On a daily basis we’re fortunate enough to gain a good insight into the thoughts and minds of employees across a wide spectrum of industries. Thanks to the rise of qualitative research, and our ability to analyse qualitative research so much faster than ever before, we can now gain a clearer view of opinion before feedback is gained from focus groups.
Over the past twelve months, The Survey Initiative has been monitoring general themes that crop up time and time again in research across all industry sectors, and geographic regions.
Here are the top five…
1. What do we love about our job? Teamwork, colleagues and support…
In the majority of surveys we have carried out, employees often rate working with their colleagues as the best thing about where they work.
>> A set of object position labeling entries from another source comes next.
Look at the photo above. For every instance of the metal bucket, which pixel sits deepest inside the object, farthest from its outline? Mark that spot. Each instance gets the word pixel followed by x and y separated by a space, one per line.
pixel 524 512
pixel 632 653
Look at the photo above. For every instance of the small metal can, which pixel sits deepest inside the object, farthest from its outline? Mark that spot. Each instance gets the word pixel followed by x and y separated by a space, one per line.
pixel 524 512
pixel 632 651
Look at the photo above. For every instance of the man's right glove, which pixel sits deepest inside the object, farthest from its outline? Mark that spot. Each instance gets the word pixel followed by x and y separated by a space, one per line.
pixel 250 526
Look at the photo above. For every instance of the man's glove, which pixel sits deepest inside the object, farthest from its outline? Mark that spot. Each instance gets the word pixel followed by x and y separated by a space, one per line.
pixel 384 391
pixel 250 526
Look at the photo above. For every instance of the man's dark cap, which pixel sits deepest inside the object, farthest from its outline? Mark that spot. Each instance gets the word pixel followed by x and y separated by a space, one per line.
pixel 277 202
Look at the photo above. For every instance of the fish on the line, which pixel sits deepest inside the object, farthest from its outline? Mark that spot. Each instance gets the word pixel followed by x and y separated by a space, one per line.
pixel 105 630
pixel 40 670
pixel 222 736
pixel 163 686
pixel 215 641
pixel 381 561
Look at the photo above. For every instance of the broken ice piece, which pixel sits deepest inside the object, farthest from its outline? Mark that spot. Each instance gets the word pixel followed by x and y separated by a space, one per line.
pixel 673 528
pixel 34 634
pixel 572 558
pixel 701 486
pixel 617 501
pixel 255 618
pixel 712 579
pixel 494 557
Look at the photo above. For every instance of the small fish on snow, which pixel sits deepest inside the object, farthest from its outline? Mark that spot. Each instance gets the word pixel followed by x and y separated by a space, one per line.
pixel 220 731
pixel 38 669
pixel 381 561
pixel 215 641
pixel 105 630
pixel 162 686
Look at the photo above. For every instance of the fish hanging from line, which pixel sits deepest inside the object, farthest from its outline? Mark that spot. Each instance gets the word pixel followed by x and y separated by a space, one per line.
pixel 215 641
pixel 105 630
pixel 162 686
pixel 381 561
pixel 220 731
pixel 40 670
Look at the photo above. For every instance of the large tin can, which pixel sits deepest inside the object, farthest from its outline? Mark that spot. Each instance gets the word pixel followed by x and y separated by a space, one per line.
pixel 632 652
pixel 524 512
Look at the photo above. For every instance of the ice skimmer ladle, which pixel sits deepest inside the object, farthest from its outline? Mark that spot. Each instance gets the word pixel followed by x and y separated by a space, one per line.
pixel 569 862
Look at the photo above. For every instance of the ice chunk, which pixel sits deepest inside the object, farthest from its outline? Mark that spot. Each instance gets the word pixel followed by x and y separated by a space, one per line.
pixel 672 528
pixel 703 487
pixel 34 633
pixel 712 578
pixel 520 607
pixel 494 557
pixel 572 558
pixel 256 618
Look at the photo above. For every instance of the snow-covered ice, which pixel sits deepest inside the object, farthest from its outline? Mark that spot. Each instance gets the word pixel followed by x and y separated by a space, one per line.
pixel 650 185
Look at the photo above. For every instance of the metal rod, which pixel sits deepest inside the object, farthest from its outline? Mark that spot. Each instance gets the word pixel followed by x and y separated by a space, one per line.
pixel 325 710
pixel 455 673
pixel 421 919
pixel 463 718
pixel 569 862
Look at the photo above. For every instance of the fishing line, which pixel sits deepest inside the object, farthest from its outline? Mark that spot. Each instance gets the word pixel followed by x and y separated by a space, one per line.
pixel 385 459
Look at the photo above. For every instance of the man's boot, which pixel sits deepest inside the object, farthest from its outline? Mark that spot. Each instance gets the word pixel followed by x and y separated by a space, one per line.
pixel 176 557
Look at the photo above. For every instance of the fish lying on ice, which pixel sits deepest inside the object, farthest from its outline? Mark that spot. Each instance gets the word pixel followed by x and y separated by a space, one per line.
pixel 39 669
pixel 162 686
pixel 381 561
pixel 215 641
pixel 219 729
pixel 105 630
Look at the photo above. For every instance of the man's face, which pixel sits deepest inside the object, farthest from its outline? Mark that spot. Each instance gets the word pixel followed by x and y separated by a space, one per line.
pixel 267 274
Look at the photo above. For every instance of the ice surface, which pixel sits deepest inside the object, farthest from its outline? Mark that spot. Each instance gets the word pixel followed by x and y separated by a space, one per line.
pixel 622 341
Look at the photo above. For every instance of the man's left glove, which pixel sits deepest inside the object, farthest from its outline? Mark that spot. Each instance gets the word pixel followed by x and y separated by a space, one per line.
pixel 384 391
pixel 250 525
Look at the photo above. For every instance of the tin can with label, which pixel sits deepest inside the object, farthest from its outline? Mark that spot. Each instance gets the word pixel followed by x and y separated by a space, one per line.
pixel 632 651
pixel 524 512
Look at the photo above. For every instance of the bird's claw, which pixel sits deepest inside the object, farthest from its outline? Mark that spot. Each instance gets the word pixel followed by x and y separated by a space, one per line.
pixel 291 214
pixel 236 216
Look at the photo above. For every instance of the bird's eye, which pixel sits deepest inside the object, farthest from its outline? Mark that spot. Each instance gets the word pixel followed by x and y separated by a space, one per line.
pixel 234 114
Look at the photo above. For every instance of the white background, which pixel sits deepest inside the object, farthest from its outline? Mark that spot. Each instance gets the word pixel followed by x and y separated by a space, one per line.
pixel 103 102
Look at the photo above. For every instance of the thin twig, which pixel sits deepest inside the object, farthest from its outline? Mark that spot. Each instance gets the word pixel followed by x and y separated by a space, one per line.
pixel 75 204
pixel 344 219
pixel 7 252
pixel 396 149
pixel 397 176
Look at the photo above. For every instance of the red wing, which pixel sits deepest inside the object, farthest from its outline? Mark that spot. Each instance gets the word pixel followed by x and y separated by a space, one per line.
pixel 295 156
Here’s a typical response – “Everybody being so enthusiastic and passionate. It really feels like every co-worker wants to be here and is proud of his or her job.”
2. We need more money! Pay, benefits and rewards…
Many staff have not received a pay rise for a long time. In a number of organisations pressure has been put upon employees to work harder without any personal financial gain. Staff are really starting to resent that they have been underpaid for a significant period of time – “I would like to see a pay increase as we have not had our annual increase over the last two years now.”
3. Career development and training opportunities
Learning and development opportunities are a very popular theme and provide a number of emotive responses; both negative and positive.
Often employers have needed to cut back on training and have offered limited prospects for progression – “There are currently no development opportunities within the team and resource is limited, which makes taking on work outside of the normal day job very difficult to do”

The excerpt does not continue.